The figures also showed GDP per head grew by 2.2% in 2014.
This is seen as a key measure because it indicates that the size of the economy per person is growing even as the population expands. But it remains 1.2% below levels before the economic downturn.
The ONS also said household spending grew by 0.6%, or £1.6 billion, in the fourth quarter, though this was a slowdown on the previous quarter.
There was a 0.9% slump in business investment in the last three months of 2014 but this was better than a previous estimate of a 1.4% decline.
Britain's current account deficit narrowed in the period as exports grew but for the year as a whole it increased to £97.9 billion, up from £76.7 billion in 2013. It is now 5.5% of GDP, the highest percentage level since records began in 1948.
This rise was mainly due to UK earnings on investment abroad decreasing and foreign earnings on investment in the UK increasing. For the year, export growth slowed while imports accelerated.
Meanwhile separate ONS data showed the dominant services sector, which represents three quarters of output, shrank by 0.2% in January.
Scotiabank economist Alan Clarke said that combined with disappointing data so far from the construction and industrial production sectors, it suggested that GDP growth could post a slowdown to 0.4% or 0.5% for the first quarter.
The ONS first estimate of growth for the period will be published on April 28, just over a week before the General Election on May 7.
Mr Clarke said: "The lower oil price is going to give growth a boost but we are probably going to have to wait for Q2 for that to have happened and by that time the next government will be in power."

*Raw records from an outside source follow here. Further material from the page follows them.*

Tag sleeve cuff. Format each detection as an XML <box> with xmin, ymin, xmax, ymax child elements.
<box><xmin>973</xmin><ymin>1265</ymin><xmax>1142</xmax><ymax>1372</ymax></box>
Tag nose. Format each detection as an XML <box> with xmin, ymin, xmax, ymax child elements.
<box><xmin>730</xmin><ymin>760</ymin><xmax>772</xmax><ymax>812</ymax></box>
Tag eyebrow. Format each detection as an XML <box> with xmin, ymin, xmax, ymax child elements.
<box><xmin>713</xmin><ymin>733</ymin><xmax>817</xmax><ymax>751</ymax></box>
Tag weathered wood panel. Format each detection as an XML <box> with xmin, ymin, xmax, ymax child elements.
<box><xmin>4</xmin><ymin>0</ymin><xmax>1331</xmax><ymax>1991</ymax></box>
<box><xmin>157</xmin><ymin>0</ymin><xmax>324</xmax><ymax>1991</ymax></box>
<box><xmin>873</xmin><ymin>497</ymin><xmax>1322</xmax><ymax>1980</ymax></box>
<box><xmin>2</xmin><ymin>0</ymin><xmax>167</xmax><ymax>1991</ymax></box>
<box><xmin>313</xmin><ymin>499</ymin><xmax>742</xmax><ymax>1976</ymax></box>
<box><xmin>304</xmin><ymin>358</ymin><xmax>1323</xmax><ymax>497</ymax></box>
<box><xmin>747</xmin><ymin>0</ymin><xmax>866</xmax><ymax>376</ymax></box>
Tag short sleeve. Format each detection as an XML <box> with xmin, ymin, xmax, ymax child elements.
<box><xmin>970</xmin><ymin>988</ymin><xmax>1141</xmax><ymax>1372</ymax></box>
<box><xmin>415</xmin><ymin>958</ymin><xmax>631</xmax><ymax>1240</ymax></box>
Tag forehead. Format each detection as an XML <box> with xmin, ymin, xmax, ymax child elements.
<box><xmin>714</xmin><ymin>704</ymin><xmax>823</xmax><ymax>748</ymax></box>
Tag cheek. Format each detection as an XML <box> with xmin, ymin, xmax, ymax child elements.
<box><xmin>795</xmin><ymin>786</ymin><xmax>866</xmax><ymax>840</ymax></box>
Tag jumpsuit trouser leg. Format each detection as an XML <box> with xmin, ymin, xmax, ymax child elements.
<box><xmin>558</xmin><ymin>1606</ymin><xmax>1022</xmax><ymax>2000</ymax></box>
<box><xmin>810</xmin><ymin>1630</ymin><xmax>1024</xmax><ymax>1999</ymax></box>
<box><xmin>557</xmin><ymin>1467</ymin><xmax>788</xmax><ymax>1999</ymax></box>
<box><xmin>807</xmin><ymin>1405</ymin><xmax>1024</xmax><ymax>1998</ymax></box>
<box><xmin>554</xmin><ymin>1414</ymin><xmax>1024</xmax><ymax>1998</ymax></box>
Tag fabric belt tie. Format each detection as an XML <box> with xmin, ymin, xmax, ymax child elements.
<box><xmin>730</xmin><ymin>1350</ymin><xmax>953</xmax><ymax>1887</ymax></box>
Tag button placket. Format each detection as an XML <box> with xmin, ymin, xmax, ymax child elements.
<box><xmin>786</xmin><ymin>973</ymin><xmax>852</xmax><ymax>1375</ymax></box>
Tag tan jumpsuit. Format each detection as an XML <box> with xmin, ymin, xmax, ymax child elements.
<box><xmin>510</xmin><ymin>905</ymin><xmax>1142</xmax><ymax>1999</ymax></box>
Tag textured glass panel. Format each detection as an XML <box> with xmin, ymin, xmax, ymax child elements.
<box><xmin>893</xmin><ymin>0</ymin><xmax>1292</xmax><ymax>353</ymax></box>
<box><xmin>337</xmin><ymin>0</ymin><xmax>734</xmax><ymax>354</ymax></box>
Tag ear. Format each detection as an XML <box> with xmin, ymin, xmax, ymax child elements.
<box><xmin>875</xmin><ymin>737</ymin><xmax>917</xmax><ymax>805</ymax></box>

Vicky Redwood, chief UK economist at consultancy Capital Economics, said the latest figures "leave the economic recovery at the end of last year looking a bit stronger than before, although the large current account deficit casts something of a cloud".
Howard Archer, chief UK and European economist at IHS Global Insight, said the Conservatives and Liberal Democrats would welcome the GDP upgrade.

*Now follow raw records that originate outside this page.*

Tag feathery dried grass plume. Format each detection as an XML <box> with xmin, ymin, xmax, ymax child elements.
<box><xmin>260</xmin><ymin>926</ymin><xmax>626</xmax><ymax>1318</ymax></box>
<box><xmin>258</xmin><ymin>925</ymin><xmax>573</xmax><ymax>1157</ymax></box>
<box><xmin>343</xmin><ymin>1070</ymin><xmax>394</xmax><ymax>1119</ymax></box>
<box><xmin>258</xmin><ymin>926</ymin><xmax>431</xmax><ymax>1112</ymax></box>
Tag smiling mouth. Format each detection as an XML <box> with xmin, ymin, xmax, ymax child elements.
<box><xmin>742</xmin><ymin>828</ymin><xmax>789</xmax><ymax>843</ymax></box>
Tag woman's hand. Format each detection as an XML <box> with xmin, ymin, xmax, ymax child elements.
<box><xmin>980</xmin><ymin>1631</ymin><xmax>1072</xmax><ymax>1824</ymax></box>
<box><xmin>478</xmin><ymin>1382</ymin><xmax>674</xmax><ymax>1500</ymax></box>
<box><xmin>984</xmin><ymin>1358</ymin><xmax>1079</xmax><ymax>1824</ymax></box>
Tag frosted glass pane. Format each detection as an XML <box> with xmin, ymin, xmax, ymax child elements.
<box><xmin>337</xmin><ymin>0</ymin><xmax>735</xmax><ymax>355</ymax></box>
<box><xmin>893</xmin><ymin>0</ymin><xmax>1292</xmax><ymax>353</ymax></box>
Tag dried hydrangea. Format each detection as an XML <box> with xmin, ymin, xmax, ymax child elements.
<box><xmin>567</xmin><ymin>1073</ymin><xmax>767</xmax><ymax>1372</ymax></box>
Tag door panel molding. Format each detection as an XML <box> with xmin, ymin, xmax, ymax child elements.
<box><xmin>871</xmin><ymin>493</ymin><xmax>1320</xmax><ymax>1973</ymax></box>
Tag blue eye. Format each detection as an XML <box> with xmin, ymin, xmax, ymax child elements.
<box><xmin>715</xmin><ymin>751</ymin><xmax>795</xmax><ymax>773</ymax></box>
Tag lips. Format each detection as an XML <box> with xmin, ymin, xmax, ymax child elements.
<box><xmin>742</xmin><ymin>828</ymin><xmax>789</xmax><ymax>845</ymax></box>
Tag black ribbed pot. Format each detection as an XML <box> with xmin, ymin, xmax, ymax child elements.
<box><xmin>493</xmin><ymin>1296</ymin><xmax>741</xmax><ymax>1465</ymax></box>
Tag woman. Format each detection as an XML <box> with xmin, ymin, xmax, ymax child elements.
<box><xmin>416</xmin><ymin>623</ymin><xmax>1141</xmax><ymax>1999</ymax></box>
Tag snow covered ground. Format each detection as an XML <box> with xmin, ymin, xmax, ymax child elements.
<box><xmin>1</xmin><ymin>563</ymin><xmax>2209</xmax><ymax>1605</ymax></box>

But he added: "Any prolonged political uncertainty following May's General Election would be liable to at least temporarily weigh down on growth, particularly through leading to increased business caution over investment."
David Kern, chief economist at the British Chambers of Commerce, said: "While the upgrade in growth is positive, some of the details are concerning and highlight the need to shift our economy towards a more sustainable model.
"As in recent quarters, services and consumer spending were the main drivers of the economy. But while a healthy consumer sector is vital to the UK economy, it is clear we need a greater contribution from exports and investment."